I’ll start my trip with about four days of supplies. That’s enough to get me to Fjällnäs, where I’ll have a supply box waiting for me at my girlfriends’ family cabin. There’s also a great grocery store nearby called Hamra livs. I’ll pass several mountain stations with small stores run by the Swedish Tourist Association in northern Jämtland, but too early in the season for them to be open. That means that the next open store I’ll pass will be the supermarket in Storlien, which is absolutely massive due to the many, many Norwegians coming there buy sweets, booze and tobacco, which are cheaper on the Swedish side of the border.

After Storlien, I won’t pass another store until I arrive in Valsjöbyn in another ten days or so. Instead of carrying ten days worth of food from Storlien, I’m going to send a supply box to the mountain station Kolåsen, which is only four days from Storlien. That will be the only box I send in the mail for my White Ribbon. On the rest of the trip, I’ll buy food from stores and mountain stations. You can find an extensive list of the stores and stations providing different types of services between Grövelsjön and Treriksröset on the Fjällfararnas Vita & Gröna Band website.

Getting enough calories in you is a challenge on any long hike, but especially in the wintertime, when the body has to burn extra calories just to keep the body temperature up. I failed pretty spectacularly at this on my Green Ribbon hike. I’d lost a ton of weight by the end of the hike, and struggled to stay warm at night as a result.
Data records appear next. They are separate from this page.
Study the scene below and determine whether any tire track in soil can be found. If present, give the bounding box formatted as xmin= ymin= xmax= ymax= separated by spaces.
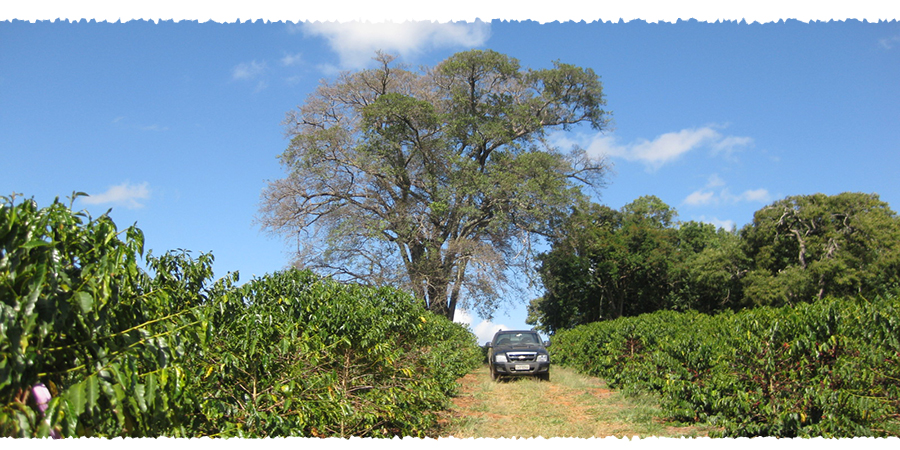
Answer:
xmin=439 ymin=366 xmax=707 ymax=438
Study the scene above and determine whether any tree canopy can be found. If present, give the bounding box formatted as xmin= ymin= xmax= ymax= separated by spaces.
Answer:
xmin=260 ymin=50 xmax=609 ymax=318
xmin=528 ymin=192 xmax=900 ymax=333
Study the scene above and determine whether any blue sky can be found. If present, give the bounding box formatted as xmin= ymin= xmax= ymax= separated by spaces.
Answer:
xmin=0 ymin=14 xmax=900 ymax=344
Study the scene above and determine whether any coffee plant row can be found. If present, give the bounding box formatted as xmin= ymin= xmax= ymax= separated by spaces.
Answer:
xmin=553 ymin=297 xmax=900 ymax=437
xmin=0 ymin=194 xmax=480 ymax=437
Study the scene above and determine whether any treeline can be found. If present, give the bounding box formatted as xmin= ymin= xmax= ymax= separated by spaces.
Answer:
xmin=0 ymin=197 xmax=480 ymax=437
xmin=553 ymin=297 xmax=900 ymax=437
xmin=528 ymin=193 xmax=900 ymax=333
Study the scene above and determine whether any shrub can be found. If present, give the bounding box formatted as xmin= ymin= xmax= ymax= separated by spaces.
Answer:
xmin=554 ymin=297 xmax=900 ymax=437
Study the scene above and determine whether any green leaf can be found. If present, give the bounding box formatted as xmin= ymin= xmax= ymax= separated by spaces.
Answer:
xmin=66 ymin=381 xmax=87 ymax=416
xmin=144 ymin=374 xmax=157 ymax=408
xmin=75 ymin=291 xmax=94 ymax=312
xmin=21 ymin=239 xmax=54 ymax=249
xmin=85 ymin=375 xmax=100 ymax=410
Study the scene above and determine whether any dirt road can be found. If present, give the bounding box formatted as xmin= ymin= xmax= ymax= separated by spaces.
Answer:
xmin=441 ymin=366 xmax=709 ymax=438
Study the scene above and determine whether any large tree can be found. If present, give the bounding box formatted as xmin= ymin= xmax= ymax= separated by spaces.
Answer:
xmin=741 ymin=192 xmax=900 ymax=306
xmin=260 ymin=50 xmax=609 ymax=319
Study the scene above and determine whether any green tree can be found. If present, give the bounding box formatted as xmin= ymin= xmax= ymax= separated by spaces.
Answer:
xmin=528 ymin=196 xmax=676 ymax=333
xmin=0 ymin=196 xmax=222 ymax=437
xmin=259 ymin=50 xmax=608 ymax=318
xmin=669 ymin=221 xmax=750 ymax=313
xmin=741 ymin=192 xmax=900 ymax=306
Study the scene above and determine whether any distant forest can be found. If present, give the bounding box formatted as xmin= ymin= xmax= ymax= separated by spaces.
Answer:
xmin=528 ymin=193 xmax=900 ymax=334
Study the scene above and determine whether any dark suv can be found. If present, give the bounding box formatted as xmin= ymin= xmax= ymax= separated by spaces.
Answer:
xmin=487 ymin=330 xmax=550 ymax=381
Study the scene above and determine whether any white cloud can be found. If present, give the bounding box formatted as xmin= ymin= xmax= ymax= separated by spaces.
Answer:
xmin=682 ymin=174 xmax=772 ymax=210
xmin=738 ymin=189 xmax=772 ymax=203
xmin=576 ymin=126 xmax=753 ymax=171
xmin=472 ymin=320 xmax=509 ymax=344
xmin=280 ymin=53 xmax=303 ymax=66
xmin=878 ymin=36 xmax=900 ymax=50
xmin=699 ymin=216 xmax=734 ymax=231
xmin=298 ymin=21 xmax=491 ymax=69
xmin=81 ymin=181 xmax=150 ymax=209
xmin=706 ymin=173 xmax=725 ymax=188
xmin=231 ymin=60 xmax=266 ymax=80
xmin=684 ymin=189 xmax=716 ymax=206
xmin=453 ymin=308 xmax=509 ymax=345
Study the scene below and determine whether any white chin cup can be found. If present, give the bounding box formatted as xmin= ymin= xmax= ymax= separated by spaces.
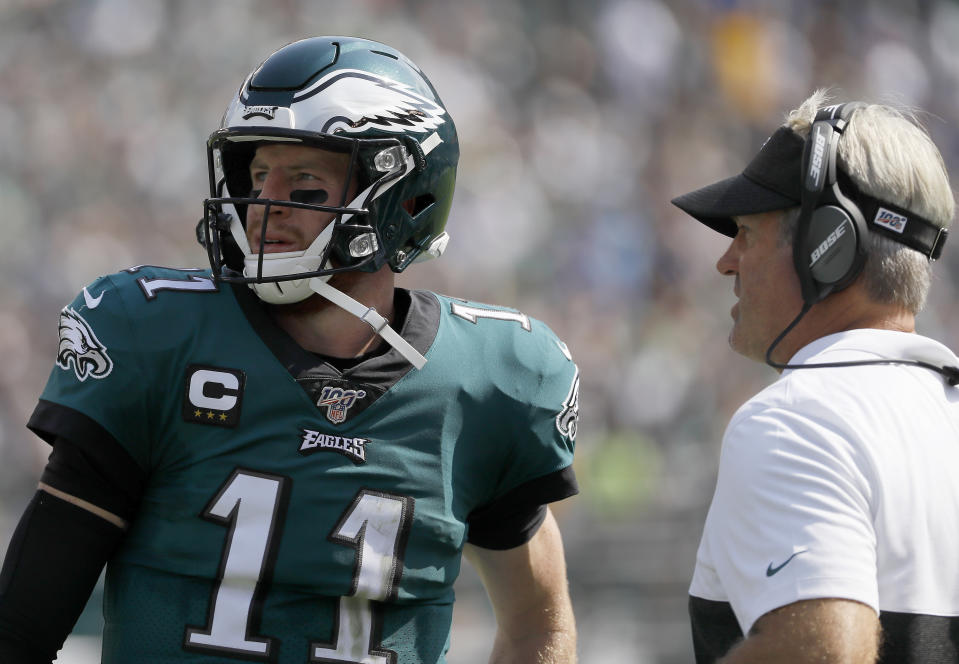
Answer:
xmin=243 ymin=251 xmax=330 ymax=304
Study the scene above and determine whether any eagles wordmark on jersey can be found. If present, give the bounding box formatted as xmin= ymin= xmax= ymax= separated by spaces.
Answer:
xmin=30 ymin=267 xmax=579 ymax=664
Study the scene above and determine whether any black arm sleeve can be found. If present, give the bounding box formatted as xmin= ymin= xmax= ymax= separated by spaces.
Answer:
xmin=0 ymin=491 xmax=123 ymax=664
xmin=467 ymin=466 xmax=579 ymax=550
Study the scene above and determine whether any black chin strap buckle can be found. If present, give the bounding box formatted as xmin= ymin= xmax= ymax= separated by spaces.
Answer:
xmin=939 ymin=367 xmax=959 ymax=387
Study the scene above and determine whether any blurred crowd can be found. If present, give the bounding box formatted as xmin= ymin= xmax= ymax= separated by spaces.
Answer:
xmin=0 ymin=0 xmax=959 ymax=664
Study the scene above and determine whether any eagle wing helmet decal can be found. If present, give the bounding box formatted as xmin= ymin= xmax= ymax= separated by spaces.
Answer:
xmin=293 ymin=69 xmax=446 ymax=134
xmin=57 ymin=307 xmax=113 ymax=382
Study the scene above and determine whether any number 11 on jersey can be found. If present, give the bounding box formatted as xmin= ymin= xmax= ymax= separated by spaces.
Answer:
xmin=184 ymin=469 xmax=413 ymax=664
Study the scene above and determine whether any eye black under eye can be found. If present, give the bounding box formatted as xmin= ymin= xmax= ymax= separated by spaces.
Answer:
xmin=290 ymin=189 xmax=330 ymax=204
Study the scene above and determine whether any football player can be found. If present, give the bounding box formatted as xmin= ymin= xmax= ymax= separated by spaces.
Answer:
xmin=0 ymin=37 xmax=579 ymax=664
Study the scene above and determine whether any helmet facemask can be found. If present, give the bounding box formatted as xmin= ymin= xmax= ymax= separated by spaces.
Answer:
xmin=203 ymin=129 xmax=416 ymax=304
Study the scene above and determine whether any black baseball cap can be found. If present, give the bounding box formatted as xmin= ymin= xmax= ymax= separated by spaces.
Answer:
xmin=672 ymin=127 xmax=805 ymax=237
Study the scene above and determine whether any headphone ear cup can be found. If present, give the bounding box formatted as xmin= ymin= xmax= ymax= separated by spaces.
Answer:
xmin=805 ymin=205 xmax=865 ymax=292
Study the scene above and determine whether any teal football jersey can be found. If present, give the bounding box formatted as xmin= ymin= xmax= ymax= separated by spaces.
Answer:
xmin=30 ymin=267 xmax=579 ymax=664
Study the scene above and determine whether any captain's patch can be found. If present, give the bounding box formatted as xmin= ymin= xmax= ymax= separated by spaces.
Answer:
xmin=57 ymin=307 xmax=113 ymax=382
xmin=183 ymin=364 xmax=246 ymax=429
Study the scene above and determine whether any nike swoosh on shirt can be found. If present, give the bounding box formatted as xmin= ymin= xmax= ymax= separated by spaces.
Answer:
xmin=83 ymin=286 xmax=106 ymax=309
xmin=766 ymin=549 xmax=809 ymax=576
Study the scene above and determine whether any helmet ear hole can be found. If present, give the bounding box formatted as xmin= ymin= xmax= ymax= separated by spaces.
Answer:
xmin=403 ymin=194 xmax=436 ymax=219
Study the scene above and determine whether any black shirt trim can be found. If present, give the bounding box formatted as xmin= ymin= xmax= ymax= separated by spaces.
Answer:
xmin=466 ymin=466 xmax=579 ymax=550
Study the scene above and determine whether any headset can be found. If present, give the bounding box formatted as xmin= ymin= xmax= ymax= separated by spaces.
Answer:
xmin=766 ymin=102 xmax=959 ymax=386
xmin=793 ymin=102 xmax=869 ymax=305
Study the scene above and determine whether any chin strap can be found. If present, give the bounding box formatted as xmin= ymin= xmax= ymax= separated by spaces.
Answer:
xmin=310 ymin=277 xmax=426 ymax=369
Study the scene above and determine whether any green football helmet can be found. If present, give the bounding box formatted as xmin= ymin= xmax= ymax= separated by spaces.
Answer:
xmin=197 ymin=37 xmax=459 ymax=304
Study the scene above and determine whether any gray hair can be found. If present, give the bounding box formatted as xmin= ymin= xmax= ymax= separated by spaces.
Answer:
xmin=781 ymin=90 xmax=955 ymax=314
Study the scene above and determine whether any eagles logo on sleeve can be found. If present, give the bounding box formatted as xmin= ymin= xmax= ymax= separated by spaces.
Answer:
xmin=57 ymin=307 xmax=113 ymax=382
xmin=556 ymin=369 xmax=579 ymax=440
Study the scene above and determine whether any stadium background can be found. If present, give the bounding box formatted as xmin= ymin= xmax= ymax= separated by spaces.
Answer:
xmin=0 ymin=0 xmax=959 ymax=664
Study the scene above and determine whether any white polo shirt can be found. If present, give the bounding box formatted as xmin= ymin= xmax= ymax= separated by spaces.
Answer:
xmin=689 ymin=329 xmax=959 ymax=634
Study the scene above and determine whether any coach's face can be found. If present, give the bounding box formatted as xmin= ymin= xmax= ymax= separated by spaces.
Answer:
xmin=716 ymin=211 xmax=802 ymax=362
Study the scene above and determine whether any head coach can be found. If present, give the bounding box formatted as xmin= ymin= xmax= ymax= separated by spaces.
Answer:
xmin=672 ymin=91 xmax=959 ymax=664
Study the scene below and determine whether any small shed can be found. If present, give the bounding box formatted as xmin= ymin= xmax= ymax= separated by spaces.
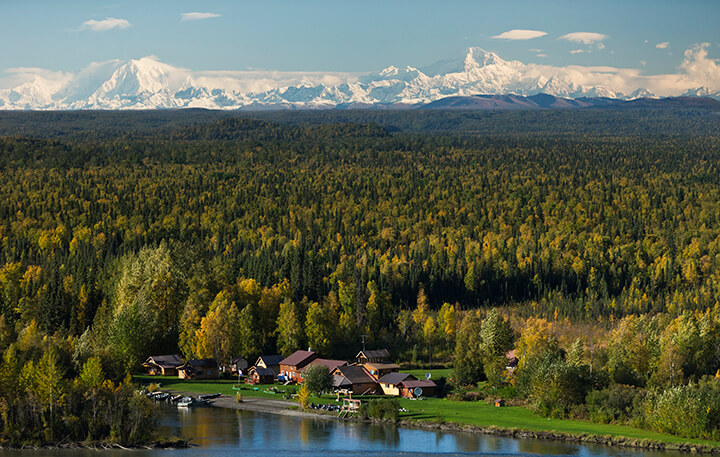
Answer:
xmin=280 ymin=351 xmax=319 ymax=382
xmin=143 ymin=354 xmax=182 ymax=376
xmin=177 ymin=359 xmax=218 ymax=379
xmin=398 ymin=379 xmax=437 ymax=398
xmin=246 ymin=367 xmax=275 ymax=384
xmin=230 ymin=355 xmax=250 ymax=375
xmin=299 ymin=358 xmax=348 ymax=382
xmin=355 ymin=349 xmax=390 ymax=365
xmin=332 ymin=365 xmax=378 ymax=395
xmin=378 ymin=371 xmax=417 ymax=397
xmin=363 ymin=362 xmax=400 ymax=381
xmin=255 ymin=354 xmax=283 ymax=377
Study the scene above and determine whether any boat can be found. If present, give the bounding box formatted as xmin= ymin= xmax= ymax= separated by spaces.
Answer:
xmin=198 ymin=394 xmax=222 ymax=400
xmin=178 ymin=397 xmax=208 ymax=408
xmin=153 ymin=392 xmax=170 ymax=401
For the White Ribbon, I’ll be aiming for a daily intake of 4000 calories on days when I’m on trail, and a lot more when I’m staying indoors in the towns I pass on the way. This is what I’m planning on eating:

  • Breakfast: Granola and powdered milk (~600 kcal)
  • Lunch: Two 80 g flapjack (~750 kcal)
  • Dinner: Freeze dried meals (~550 kcal), sometimes proper cooked food (with more than ~550 kcal)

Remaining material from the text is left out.